User can change the resnet18 to other keywords to use different network architectures
by editing cls.py.
The available network architectures can be found on the PyTroch website
(e.g., Models and pre-trained weights).
Additionally, for those who are already familiar with deep learning,
it is recommended to run the command with the additional argument --vanilla.
It generates source code that uses only the PyTorch package functions.
Users can then customize the source code to suit their needs,
for example, adding data augmentation processes and changing optimization algorithms.
cvtk create --script cls.py --task cls --vanilla
Model Training and Validation
To train the model, open the source code generated above and execute it by providing training,
validation, and test data to the input of the train function.
Alternatively, the source code can be executed directly from the command line as follows:
python cls.py train \
--label ./data/fruits/label.txt \
--train ./data/fruits/train.txt \
--valid ./data/fruits/valid.txt \
--test ./data/fruits/test.txt \
--output_weights ./outputs/fruits.pth
The weights of the trained model will be saved in fruits.pth,
and the loss and accuracy data during the training process will be saved in
fruits.train_stats.txt and showed in figure fruits.train_stats.png.

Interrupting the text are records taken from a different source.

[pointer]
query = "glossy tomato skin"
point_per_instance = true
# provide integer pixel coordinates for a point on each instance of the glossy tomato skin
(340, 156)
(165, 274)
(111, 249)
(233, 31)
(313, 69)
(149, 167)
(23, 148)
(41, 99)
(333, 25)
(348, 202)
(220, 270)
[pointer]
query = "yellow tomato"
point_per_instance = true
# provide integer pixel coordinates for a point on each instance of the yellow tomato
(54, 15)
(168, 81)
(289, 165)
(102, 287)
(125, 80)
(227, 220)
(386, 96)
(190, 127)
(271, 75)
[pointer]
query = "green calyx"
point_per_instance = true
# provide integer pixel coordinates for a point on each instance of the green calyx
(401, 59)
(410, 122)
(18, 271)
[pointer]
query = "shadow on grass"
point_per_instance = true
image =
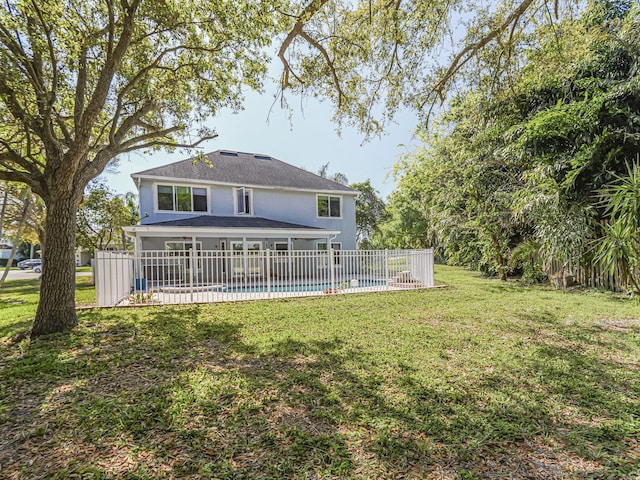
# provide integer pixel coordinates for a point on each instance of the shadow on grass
(178, 392)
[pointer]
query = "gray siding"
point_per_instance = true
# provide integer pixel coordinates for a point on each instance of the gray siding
(283, 205)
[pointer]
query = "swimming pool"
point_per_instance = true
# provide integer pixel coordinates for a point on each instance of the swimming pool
(319, 287)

The file fruits.train_stats.txt is a tab-separated file
consiting of five columns: epoch, train_loss, train_acc, valid_loss, and vlaid_acc,
as follows:
epoch train_loss train_acc valid_loss valid_acc
1 1.40679 0.22368 1.24780 0.41667
2 1.21213 0.48684 1.09401 0.83334
3 1.00425 0.81578 0.88967 0.83334
4 0.78659 0.82894 0.64055 0.91666
5 0.46396 0.96052 0.39010 0.91666
Additionally, if the test data is provided,
the model will be evaluated using the test data.
The test results will be saved in fruits.test_outputs.txt
and confusion matrix will be saved in fruits.test_outputs.cm.txt
and fruits.test_outputs.cm.png.
The file fruits.test_outputs.txt is a tab-separated file,
where the first column is the path to the image,
the second column is the true label,
and the following columns are the predicted probabilities for each class.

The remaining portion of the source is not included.